# Consequences of today's "election"...?



## seeker (Jun 5, 2008)

Any opinions on what the ramifications for SA will be after today's Zim election?


----------



## Daxk (Jan 20, 2008)

The ANC's comment that the crises was the UK's fault as reported on News24 wont help.
Seeker, the upside is that Zim will soon get off the front pages.
the downside is that SA govts inaction is seen as a tacit approval of Zims actions.
That coupled with the concerns of political stability with the ANC rift, the JZ and Thabo feud, Vavi and others promising civil war if Zuma does not etc...

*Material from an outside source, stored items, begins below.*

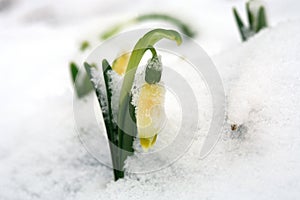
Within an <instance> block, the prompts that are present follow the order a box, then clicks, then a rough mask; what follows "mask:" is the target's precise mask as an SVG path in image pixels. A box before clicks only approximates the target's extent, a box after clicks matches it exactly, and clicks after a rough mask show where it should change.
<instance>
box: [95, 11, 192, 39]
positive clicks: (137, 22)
mask: <svg viewBox="0 0 300 200" xmlns="http://www.w3.org/2000/svg"><path fill="white" fill-rule="evenodd" d="M145 21H165V22H169V23H171V24H173V25H174V26H176V27H177V28H178V30H179V31H181V32H182V33H183V34H185V35H187V36H188V37H191V38H193V37H195V35H196V32H195V31H193V30H192V29H191V28H190V27H189V26H188V25H187V24H186V23H184V22H183V21H181V20H180V19H178V18H176V17H173V16H170V15H167V14H162V13H149V14H144V15H140V16H138V17H135V18H133V19H130V20H128V21H125V22H122V23H120V24H117V25H115V26H113V27H111V28H110V29H108V30H107V31H105V32H104V33H102V34H101V36H100V38H101V39H102V40H106V39H108V38H110V37H112V36H114V35H116V34H117V33H119V32H120V31H121V30H122V29H124V28H125V27H127V26H130V25H132V24H136V23H141V22H145Z"/></svg>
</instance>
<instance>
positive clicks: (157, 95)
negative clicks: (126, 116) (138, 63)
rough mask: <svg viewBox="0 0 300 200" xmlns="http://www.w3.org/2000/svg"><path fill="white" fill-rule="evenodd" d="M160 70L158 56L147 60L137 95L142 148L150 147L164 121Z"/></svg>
mask: <svg viewBox="0 0 300 200" xmlns="http://www.w3.org/2000/svg"><path fill="white" fill-rule="evenodd" d="M161 72H162V64H161V61H160V58H159V57H157V56H155V57H153V58H152V59H150V60H149V61H148V64H147V67H146V74H145V80H146V83H145V84H144V85H143V86H142V88H141V90H140V94H139V97H138V102H137V108H136V120H137V128H138V137H139V139H140V144H141V146H142V148H143V149H144V150H146V151H147V150H148V149H149V148H150V147H152V146H153V145H154V144H155V142H156V138H157V134H158V133H159V131H160V130H161V128H162V126H163V123H164V121H165V110H164V99H165V88H164V86H163V85H161V84H159V81H160V78H161Z"/></svg>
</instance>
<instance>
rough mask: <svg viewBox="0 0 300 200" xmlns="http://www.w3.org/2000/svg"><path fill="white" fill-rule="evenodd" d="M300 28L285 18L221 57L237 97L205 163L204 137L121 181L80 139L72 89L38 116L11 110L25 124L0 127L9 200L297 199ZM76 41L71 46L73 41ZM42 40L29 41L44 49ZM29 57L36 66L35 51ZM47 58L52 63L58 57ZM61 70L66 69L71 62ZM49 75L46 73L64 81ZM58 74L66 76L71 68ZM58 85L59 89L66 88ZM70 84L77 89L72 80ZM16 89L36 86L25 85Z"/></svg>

Then, with consummate timing, we have Hlope casting doubts on the Judiciary's impartiality, and the new revision to the Land reform bill curtails property rights to arbitration or Judicial investigation.
IIE, that farm you buy, if the govt decides its in the public interest, they can expropriate it(same as anywhere else) but they decide the price and if you dont like it, tough.
You cannot take it to Court.
They decide the price. thats it.
That is scaring the hell out of a lot of investors, not only of land, but the next part to that is Business.
There's already a BEE element.
And thats how Mugabe started the rot.


----------



## seeker (Jun 5, 2008)

Yes. I've been reading all this with a definite sinking feeling...


----------